# Classification Comparison on Iris Dataset

This notebook compares various classification algorithms using the Iris dataset. We will train and evaluate the following models:

1. Logistic Regression
2. K-Nearest Neighbors (KNN)
3. Support Vector Machine (SVM)
4. Decision Tree Classifier
5. Random Forest Classifier
6. Naive Bayes (GaussianNB)

We will evaluate them based on Accuracy, Precision, Recall, and F1-Score, and visualize their performance.

## 1. Import Libraries

In [None]:
import pandas as pd
import numpy as np
import matplotlib.pyplot as plt
import seaborn as sns

# Models
from sklearn.linear_model import LogisticRegression
from sklearn.neighbors import KNeighborsClassifier
from sklearn.svm import SVC
from sklearn.tree import DecisionTreeClassifier
from sklearn.ensemble import RandomForestClassifier
from sklearn.naive_bayes import GaussianNB

# Model Selection & Evaluation
from sklearn.model_selection import train_test_split
from sklearn.metrics import accuracy_score, confusion_matrix, classification_report

# Dataset
from sklearn.datasets import load_iris

# Set plot style
sns.set(style="whitegrid")
%matplotlib inline

## 2. Load Data

In [None]:
# Load iris dataset as a DataFrame for easier handling
iris_data = load_iris(as_frame=True)
df = iris_data.frame

# Display first 5 rows
df.head()

In [None]:
# Dataset info
df.info()

In [None]:
# Check target class distribution
print("Target Class Distribution:")
print(df['target'].value_counts())
print(f"\nClass Names: {iris_data.target_names}")

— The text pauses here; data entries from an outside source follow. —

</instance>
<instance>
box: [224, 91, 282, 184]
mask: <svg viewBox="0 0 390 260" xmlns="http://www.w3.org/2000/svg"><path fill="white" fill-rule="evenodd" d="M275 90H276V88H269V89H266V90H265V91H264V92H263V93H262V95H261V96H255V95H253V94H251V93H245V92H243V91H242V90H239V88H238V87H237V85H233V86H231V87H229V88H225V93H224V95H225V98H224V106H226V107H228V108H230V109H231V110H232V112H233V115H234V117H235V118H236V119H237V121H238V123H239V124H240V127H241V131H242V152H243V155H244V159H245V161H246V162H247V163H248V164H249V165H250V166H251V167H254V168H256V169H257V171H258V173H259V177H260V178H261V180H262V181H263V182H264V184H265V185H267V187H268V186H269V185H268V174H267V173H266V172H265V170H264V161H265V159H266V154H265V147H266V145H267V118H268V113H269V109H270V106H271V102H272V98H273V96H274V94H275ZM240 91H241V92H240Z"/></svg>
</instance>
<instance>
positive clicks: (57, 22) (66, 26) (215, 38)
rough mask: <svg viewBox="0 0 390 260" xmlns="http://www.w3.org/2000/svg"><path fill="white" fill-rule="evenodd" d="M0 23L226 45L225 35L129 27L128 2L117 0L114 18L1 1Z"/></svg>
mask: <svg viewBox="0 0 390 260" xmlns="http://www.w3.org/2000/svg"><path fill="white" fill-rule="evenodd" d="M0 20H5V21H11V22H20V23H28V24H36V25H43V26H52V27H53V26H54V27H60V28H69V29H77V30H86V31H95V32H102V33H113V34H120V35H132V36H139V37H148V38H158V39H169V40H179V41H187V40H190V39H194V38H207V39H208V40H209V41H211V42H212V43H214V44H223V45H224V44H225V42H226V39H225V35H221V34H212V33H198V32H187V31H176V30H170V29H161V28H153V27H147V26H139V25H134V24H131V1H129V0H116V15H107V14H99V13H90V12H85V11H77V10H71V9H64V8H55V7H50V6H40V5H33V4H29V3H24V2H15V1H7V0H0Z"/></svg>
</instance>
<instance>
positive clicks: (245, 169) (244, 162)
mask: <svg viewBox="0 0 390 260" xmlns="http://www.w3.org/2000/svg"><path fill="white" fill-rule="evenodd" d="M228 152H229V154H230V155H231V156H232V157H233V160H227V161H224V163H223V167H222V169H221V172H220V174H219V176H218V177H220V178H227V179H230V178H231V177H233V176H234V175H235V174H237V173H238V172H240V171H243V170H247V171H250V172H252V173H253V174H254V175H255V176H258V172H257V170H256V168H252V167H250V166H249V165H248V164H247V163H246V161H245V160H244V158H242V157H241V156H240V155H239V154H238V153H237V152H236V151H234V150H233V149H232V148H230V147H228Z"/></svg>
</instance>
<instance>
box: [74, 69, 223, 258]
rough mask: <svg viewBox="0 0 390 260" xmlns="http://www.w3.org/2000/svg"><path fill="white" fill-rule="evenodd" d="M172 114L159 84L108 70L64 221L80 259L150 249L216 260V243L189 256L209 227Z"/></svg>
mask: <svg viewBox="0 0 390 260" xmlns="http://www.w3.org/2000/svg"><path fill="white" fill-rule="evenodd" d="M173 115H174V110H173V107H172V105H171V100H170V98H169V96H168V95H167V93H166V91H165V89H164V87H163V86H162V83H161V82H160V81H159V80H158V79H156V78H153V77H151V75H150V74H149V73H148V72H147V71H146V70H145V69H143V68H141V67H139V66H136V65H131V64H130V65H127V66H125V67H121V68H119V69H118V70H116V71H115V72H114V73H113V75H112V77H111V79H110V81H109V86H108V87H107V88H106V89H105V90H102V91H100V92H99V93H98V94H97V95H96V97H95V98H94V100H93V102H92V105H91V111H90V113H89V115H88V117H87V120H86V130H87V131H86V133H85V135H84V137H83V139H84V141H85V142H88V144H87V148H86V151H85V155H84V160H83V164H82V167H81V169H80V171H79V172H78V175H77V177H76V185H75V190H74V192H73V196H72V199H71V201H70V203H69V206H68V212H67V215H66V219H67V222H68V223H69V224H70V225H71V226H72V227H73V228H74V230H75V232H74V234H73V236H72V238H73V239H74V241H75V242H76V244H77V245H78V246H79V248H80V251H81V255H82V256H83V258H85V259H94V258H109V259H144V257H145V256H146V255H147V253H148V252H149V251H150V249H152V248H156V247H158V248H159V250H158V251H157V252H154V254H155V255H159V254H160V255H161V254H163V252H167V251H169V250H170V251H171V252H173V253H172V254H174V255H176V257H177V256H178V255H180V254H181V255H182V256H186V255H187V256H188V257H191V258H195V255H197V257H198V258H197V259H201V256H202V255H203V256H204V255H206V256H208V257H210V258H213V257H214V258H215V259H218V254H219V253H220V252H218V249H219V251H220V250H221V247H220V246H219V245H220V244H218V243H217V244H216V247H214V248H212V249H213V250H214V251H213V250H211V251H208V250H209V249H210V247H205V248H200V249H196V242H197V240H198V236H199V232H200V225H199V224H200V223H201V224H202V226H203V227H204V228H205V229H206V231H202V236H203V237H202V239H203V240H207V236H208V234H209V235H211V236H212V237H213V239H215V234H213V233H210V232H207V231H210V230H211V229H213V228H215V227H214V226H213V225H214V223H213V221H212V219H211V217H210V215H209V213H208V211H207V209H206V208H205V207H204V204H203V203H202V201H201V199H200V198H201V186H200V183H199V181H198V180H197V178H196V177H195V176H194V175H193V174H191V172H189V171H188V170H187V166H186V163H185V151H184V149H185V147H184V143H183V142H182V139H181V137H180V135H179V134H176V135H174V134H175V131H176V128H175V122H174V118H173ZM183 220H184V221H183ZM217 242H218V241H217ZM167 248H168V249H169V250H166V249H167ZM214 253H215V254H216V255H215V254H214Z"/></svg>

## 3. Exploratory Data Analysis (EDA)

In [None]:
# Pairplot to visualize relationships between features
sns.pairplot(df, hue='target', palette='viridis')
plt.show()

In [None]:
# Correlation Matrix
plt.figure(figsize=(10, 8))
sns.heatmap(df.corr(), annot=True, cmap='coolwarm', fmt='.2f')
plt.title("Feature Correlation Matrix")
plt.show()

## 4. specific Data Splitting

In [None]:
X = iris_data.data
y = iris_data.target

# Split into training (80%) and testing (20%) sets
X_train, X_test, y_train, y_test = train_test_split(X, y, test_size=0.2, random_state=42)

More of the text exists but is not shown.